Benefits and harms of testing
The benefits and harms of tests should be considered prior to engaging in SDM. One could argue that if the test had 100% sensitivity and specificity, took 1 minute to complete, was free, would alter outcomes or management, and was not associated with any harms, there would be no reason to engage in SDM. But such a test does not exist. The potential harms of testing can include those specific to the patient (e.g., exposure to ionizing radiation, financial cost to the patient, potential insignificant incidental findings that lead to harmful downstream testing) as well as the potential harms to other patients (e.g., delay in other patients’ access to care) or to the healthcare system at large (e.g., expensive, low-yield tests that contribute to the high-cost of healthcare). The assessment of harms for each patient may vary based on patient characteristics (such as age or pregnancy status as it relates to radiation exposure) and other priorities. Furthermore, if a test has significant potential benefit, SDM may not be necessary.
Existence of alternatives
SDM conversations are designed to take place at times when a decision is needed, often between two or more testing or treatment approaches. Clinicians may not consider SDM an option for situations where there is only one testing option, but in these situations there is still a decision to be made: test or not test.
Patient understanding
A patient’s ability to engage in conversation and to understand the risks and benefits of testing options is essential to effective SDM. The provider must elicit a patient’s clear understanding of risks and benefits during the conversation to ensure patient comprehension. While involvement of a healthcare proxy is appropriate, SDM should not be pursued when a patient (or their proxy) cannot fully comprehend the discussion.
Patient fear
Patients come to the ED because they are concerned about their injury or illness. Research shows that one of their priorities is alleviation of fear and reassurance, which all too often involves some form of diagnostic testing.14,15 Campaigns (e.g., Choosing Wisely16) have identified a number of low value tests to avoid but they do not address the collateral impact of such testing on patient fear. Excessive use of diagnostic testing cannot be effectively addressed until we understand each patient’s motivation for seeking care and develop systems to alleviate their concerns in the absence of diagnostic testing.

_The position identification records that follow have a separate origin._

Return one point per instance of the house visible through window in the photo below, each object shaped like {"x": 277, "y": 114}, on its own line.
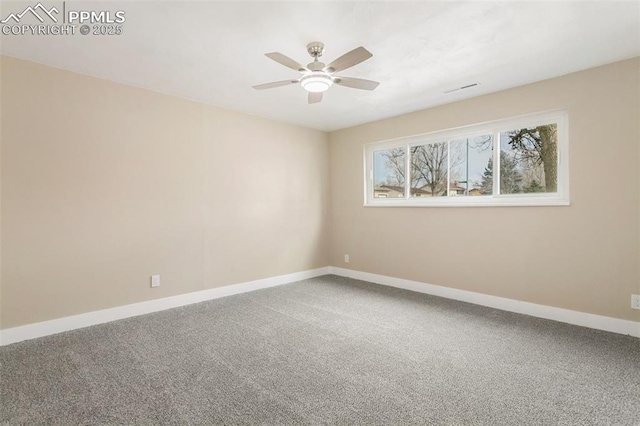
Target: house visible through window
{"x": 520, "y": 161}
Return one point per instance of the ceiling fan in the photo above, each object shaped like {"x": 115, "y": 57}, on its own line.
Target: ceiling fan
{"x": 318, "y": 77}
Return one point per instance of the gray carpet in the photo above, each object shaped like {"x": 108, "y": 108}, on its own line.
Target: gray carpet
{"x": 328, "y": 350}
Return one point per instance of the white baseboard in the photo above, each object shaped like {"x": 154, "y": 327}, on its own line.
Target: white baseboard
{"x": 45, "y": 328}
{"x": 598, "y": 322}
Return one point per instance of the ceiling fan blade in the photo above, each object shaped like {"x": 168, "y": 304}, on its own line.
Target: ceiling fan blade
{"x": 275, "y": 84}
{"x": 315, "y": 97}
{"x": 286, "y": 61}
{"x": 356, "y": 83}
{"x": 357, "y": 55}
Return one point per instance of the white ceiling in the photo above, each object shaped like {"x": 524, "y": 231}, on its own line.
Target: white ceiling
{"x": 213, "y": 52}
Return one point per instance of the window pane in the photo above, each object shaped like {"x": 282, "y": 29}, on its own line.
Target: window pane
{"x": 529, "y": 160}
{"x": 471, "y": 162}
{"x": 388, "y": 173}
{"x": 429, "y": 170}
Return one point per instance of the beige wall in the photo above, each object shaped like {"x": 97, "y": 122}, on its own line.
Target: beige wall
{"x": 104, "y": 185}
{"x": 584, "y": 257}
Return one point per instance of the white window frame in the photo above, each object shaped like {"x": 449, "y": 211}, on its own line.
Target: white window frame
{"x": 559, "y": 198}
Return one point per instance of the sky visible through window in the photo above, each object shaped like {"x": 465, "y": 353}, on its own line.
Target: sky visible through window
{"x": 480, "y": 150}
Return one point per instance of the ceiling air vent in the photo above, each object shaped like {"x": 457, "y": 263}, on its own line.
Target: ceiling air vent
{"x": 461, "y": 88}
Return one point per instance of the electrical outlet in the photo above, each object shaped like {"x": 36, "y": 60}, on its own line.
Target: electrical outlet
{"x": 155, "y": 280}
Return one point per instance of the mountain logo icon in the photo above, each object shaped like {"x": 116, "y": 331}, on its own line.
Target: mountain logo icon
{"x": 38, "y": 11}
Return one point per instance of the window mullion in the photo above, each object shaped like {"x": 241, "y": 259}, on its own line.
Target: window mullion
{"x": 408, "y": 171}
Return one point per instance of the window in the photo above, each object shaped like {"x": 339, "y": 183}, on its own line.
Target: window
{"x": 520, "y": 161}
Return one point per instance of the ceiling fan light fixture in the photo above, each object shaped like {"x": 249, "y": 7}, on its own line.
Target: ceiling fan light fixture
{"x": 316, "y": 82}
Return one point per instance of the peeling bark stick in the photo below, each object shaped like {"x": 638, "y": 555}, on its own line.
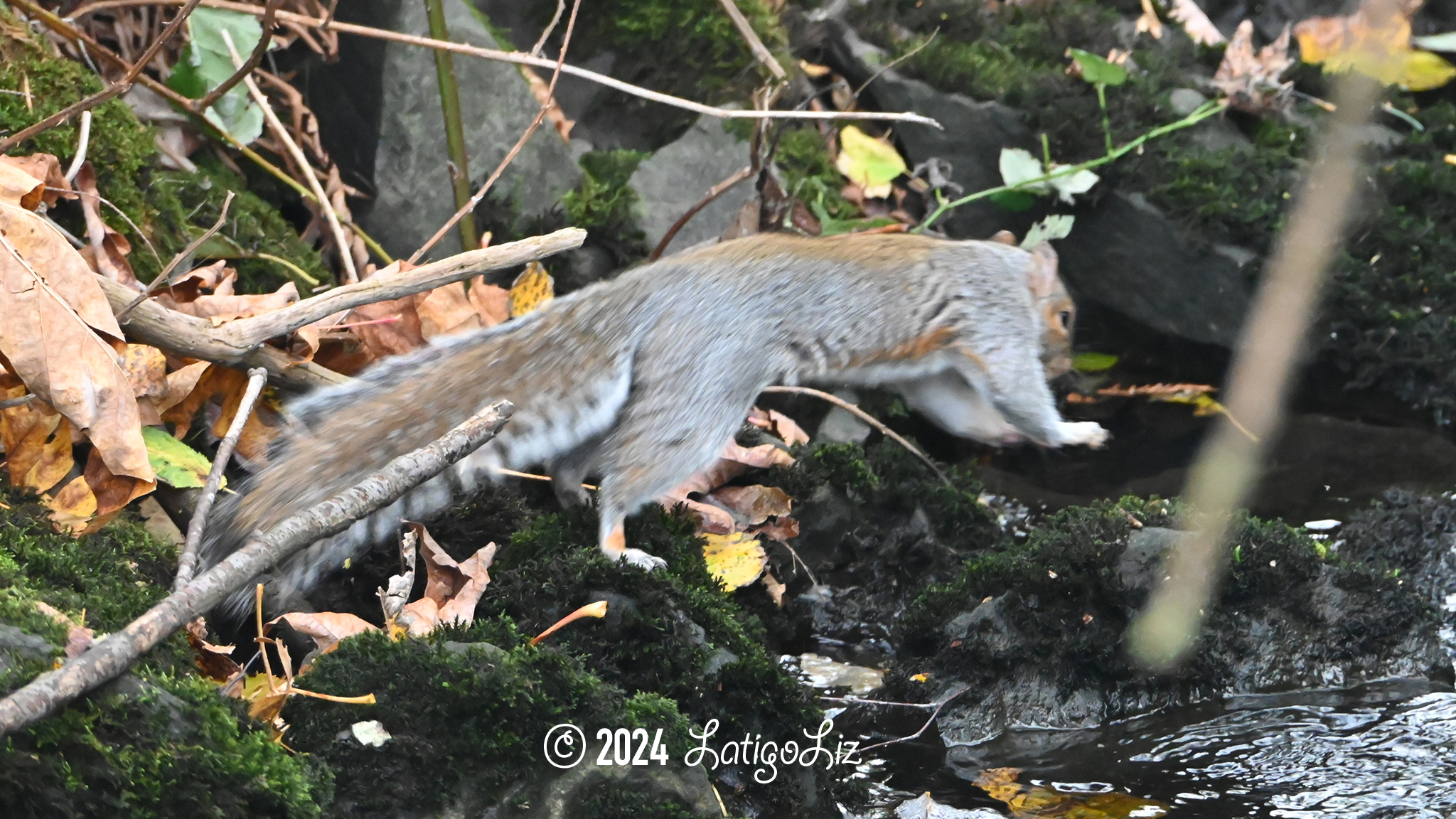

Consensus-Derived Highest Priority Research Topics Related to Characteristics of a Condition or Test Make It Appropriate for SDM
Determine how to incorporate new practices or emerging testing/treatments in the setting of an old practice standard.
Define the role of SDM when there is overwhelming evidence that one approach is diagnostically superior to other approaches yet other test characteristics (e.g., invasiveness, cost) affect patient decision-making.
Examine how patient fear and symptom uncertainty impact SDM discussions in the acute care setting.
Explore if there is utility in SDM discussions for situations when there is not enough evidence to have an evidence-based discussion.
Identify the types of diagnostic tests for which patients are most interested in SDM.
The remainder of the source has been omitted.